Threat modeling as code: exploring pytm

This post is not strictly about security but rather about security-related tools. I focus on exploring the process and technology, not specifically on security issues.

Some time ago I wrote about How I use cloud VMs for coding. Now I thought I will use this project as an example for exploring threat modelling process.

There is an open source project, pytm, which is a Pythonic framework for threat modeling.

Let’s explore what this tool can do.

Usage

Dependencies

Start by installing pytm and its dependencies.
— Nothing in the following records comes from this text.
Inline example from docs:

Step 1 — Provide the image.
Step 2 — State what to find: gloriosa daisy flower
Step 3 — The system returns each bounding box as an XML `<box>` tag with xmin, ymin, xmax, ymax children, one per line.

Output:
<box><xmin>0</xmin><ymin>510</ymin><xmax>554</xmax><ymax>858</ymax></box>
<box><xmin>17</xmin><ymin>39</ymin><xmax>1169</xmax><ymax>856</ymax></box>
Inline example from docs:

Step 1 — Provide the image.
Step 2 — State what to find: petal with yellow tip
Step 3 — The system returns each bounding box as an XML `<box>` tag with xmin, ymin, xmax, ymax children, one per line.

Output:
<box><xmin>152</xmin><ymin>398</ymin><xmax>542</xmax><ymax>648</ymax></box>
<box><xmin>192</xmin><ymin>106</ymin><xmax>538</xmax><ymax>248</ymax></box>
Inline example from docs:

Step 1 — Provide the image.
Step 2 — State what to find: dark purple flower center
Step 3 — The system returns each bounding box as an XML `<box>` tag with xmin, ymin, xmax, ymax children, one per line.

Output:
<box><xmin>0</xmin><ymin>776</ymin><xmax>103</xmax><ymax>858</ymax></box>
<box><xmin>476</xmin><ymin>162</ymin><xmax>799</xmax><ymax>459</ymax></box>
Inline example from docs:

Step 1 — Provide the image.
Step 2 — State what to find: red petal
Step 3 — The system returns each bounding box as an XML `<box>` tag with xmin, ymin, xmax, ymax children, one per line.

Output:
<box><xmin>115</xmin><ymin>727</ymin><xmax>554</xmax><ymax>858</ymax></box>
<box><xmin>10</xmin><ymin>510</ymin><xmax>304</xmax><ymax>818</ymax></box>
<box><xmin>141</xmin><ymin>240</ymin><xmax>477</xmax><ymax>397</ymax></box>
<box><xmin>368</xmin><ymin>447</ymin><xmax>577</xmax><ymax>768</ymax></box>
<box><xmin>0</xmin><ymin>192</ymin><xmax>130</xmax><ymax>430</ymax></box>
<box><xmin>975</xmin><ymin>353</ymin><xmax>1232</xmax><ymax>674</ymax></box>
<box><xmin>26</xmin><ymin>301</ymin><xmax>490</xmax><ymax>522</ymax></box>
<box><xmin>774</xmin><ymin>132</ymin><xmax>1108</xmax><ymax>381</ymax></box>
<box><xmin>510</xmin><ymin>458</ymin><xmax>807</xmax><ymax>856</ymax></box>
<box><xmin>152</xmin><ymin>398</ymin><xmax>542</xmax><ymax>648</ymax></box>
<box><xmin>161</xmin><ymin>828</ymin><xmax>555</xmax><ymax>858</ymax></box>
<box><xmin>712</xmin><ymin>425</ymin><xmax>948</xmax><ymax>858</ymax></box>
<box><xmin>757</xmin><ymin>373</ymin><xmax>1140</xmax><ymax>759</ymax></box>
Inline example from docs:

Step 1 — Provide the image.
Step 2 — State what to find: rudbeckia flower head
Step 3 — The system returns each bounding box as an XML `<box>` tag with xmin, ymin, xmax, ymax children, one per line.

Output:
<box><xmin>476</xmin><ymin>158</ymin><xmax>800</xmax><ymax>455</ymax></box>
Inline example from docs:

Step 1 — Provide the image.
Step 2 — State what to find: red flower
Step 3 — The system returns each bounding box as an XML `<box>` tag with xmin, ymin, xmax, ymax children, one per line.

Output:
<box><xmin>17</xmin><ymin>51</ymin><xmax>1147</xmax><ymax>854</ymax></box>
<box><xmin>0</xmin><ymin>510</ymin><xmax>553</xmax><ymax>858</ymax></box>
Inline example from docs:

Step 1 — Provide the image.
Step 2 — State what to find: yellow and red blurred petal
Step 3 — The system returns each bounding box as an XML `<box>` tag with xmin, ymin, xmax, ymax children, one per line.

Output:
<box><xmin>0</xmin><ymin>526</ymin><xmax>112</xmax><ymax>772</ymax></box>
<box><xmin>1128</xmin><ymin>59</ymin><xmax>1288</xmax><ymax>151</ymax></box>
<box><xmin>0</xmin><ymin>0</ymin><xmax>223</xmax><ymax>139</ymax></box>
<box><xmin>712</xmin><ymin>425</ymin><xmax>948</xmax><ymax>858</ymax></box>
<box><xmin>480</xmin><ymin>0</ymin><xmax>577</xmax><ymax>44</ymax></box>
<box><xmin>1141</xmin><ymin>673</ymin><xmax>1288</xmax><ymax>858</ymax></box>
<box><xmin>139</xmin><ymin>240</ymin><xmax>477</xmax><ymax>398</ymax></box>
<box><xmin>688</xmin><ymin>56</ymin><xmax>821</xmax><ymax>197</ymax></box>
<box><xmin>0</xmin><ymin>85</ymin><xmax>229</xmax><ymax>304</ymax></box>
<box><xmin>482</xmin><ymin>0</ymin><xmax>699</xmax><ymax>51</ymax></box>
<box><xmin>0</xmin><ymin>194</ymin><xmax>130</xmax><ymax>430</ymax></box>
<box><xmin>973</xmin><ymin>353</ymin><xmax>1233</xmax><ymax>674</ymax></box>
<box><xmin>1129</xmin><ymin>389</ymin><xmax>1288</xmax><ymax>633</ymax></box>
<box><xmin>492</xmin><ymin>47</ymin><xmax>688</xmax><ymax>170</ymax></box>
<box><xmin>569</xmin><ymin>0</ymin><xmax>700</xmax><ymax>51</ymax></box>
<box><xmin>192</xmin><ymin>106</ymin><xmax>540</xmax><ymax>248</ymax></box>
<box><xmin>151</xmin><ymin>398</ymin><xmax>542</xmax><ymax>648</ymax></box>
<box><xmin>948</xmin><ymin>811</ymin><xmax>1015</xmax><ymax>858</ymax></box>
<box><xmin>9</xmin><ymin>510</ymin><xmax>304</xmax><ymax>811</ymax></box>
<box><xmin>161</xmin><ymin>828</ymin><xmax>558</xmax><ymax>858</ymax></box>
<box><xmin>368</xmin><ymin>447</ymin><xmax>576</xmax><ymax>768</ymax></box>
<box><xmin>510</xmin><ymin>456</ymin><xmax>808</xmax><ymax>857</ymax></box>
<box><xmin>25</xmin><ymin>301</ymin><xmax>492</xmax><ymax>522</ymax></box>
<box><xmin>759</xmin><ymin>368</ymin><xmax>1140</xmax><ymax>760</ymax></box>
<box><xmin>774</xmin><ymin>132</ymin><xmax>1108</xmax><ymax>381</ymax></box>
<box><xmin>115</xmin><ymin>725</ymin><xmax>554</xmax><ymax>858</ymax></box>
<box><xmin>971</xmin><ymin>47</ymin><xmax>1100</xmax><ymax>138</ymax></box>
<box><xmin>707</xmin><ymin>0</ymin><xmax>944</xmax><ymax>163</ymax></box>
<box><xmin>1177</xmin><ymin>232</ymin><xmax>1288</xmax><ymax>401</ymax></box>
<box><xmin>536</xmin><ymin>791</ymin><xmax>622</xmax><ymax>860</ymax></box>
Assuming you are running on Ubuntu, run:

pip install pytm
sudo apt install graphviz plantuml

Model as code

Let’s create the model (save it as model.py):

#!/usr/bin/env python3

from pytm.pytm import TM, Server, ExternalEntity, Dataflow, Boundary, Actor, Data

tm = TM("Cloud VMs for development")
tm.description = "How I use cloud VMs for development"
tm.isOrdered = True

Laptop = Boundary("Laptop")
AWS = Boundary("AWS")

user = Actor("User")
user.inBoundary = Laptop

vm = Server("EC2 VM")
vm.OS = "Ubuntu"
vm.isHardened = True
vm.inBoundary = AWS
vm.onAWS = True

sg = ExternalEntity("Security Group")
sg.inBoundary = AWS

allow_ip = Dataflow(user, sg, "User allows access from own IP address")
allow_ip.protocol = "AWS API"
allow_ip.data = Data("User IP address")

start_vm = Dataflow(user, vm, "User starts EC2 instance")
start_vm.protocol = "AWS API"

read_vm_dns = Dataflow(vm, user, "User reads DNS name of EC2 instance")
read_vm_dns.protocol = "AWS API"

use_vm = Dataflow(user, vm, "User uses VM")
use_vm.protocol = "SSH"
use_vm.data = "Development commands and data"
use_vm.dstPort = 22

stop_vm = Dataflow(user, vm, "User stops VM")
stop_vm.protocol = "AWS API"

tm.process()

Elements

You can see that we are creating various elements like Server or Actor. The complete list of all possible elements can be read from the tool itself:

python3 model.py --list-elements

Currently, following elements are supported:

Elements:
Actor          -- An entity usually initiating actions
Asset          -- An asset with outgoing or incoming dataflows
Boundary       -- Trust boundary groups elements and data with the same trust level.
Dataflow       -- A data flow from a source to a sink
Datastore      -- An entity storing data
ExternalEntity --
Lambda         -- A lambda function running in a Function-as-a-Service (FaaS) environment
Process        -- An entity processing data
Server         -- An entity processing data
SetOfProcesses --

Atributes:
Action         -- Action taken when validating a threat model.
Classification -- An enumeration.
Data           -- Represents a single piece of data that traverses the system
Lifetime       -- An enumeration.
TLSVersion     -- An enumeration.

Report template

The tool can generate a report, but it needs a template to do it. A sample template can be downloaded from GitHub:

wget <https://raw.githubusercontent.com/izar/pytm/master/docs/basic_template.md>

Running

As you might have noticed, the model.py file is used as an entry point. We will use it for generating reports and graphs.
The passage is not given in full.